Parts of the world are on course for temperature rises higher than the internationally agreed ‘safe’ limit, according to new research.
Scientists at the University of Exeter say concentrations of greenhouse gases already present in the atmosphere will drive warming over certain land regions higher than 1.5C above pre-industrial levels.
The temperature rises could impact on trees and plants, they warn, and may influence how some cities are designed.
The latest findings could have implications for discussions on global temperature thresholds, set out to avoid “catastrophic” climate change.
A limit of 1.5C was agreed at United Nations climate summit in Paris last December. World leaders had previously signed up to restricting warming to less than 2C.
The team say there are two main reasons for the result.
Even if carbon dioxide concentrations could be fixed at the current 400 parts per million, they say, the planet would keep warming towards a new higher equilibrium level.
It is presently out of balance, with oceans removing large amounts of heat from the atmosphere.
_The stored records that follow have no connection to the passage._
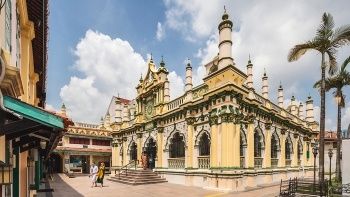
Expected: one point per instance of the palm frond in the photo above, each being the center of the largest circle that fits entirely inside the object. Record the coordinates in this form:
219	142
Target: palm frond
325	30
299	50
333	65
341	36
345	63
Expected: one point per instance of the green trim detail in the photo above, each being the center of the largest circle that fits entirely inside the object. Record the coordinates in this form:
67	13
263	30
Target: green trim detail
33	113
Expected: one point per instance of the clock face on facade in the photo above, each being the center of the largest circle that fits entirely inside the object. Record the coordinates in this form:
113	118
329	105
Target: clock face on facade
149	109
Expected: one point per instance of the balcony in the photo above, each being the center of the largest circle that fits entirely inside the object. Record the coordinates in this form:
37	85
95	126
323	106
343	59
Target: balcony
242	162
258	162
204	162
176	163
288	162
274	162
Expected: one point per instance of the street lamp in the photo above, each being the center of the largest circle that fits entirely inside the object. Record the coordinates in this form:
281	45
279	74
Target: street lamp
315	152
330	154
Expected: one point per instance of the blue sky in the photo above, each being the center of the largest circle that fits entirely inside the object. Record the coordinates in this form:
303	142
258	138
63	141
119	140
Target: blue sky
98	48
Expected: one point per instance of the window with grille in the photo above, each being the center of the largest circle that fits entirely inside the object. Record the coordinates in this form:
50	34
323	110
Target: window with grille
177	146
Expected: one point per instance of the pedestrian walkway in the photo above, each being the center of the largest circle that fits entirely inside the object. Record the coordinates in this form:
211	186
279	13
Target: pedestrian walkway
80	186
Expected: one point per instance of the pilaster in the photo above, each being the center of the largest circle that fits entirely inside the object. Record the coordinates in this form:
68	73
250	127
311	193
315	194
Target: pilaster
267	152
214	141
189	156
159	163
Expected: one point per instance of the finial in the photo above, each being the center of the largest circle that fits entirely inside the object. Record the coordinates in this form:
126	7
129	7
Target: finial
162	64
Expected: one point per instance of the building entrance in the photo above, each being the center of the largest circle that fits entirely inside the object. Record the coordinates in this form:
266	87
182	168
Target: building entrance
151	151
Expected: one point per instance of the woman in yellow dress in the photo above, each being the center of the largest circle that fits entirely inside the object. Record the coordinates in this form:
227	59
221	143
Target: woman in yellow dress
101	173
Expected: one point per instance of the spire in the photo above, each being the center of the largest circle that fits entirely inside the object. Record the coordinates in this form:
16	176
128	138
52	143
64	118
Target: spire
162	64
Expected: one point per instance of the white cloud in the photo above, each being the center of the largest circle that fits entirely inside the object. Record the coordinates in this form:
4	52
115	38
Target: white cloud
346	116
266	30
160	32
107	66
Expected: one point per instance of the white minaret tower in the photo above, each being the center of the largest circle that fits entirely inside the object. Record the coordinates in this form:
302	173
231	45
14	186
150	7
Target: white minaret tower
280	96
118	110
188	85
125	113
225	42
63	110
309	110
166	90
301	110
265	86
250	74
293	106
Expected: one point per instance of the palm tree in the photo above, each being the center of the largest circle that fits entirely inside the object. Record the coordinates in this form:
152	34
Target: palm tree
326	42
338	82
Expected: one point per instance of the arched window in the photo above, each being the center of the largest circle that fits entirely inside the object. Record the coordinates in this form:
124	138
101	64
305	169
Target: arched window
204	145
274	147
133	151
288	148
257	144
300	150
177	146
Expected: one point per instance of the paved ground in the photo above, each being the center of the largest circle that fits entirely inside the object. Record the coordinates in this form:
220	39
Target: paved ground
80	186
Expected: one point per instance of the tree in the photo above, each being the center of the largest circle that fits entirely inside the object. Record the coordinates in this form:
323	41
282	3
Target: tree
327	41
338	82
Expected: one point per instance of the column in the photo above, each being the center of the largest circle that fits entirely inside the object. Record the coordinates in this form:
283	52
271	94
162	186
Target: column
250	145
190	146
282	160
223	135
125	152
139	147
267	154
214	141
159	163
236	145
295	152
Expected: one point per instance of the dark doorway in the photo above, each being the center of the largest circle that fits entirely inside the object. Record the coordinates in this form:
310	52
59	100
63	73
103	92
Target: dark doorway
151	151
133	152
56	163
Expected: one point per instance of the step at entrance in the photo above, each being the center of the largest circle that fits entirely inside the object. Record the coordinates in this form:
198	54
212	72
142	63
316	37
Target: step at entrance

But this will decline as the planet reaches a stable climatic state.
Secondly, warming rates over land are considerably higher than the global average, which includes temperatures over the oceans.
Lead author Dr Chris Huntingford said: “What this paper does is reiterate that the oceans are currently acting as a very strong sink of heat.
“Even if carbon dioxide was somehow stabilised at current levels, additional warming will occur as we move towards an equilibrium climate state.”
Co-author Dr Lina Mercado added: “Our findings suggest that we are committed to land temperatures in excess of 1.5C across many regions at present-day levels of greenhouse gases.
“It is therefore imperative to understand its consequences for our health, infrastructure and the ecosystem services upon which we all rely.”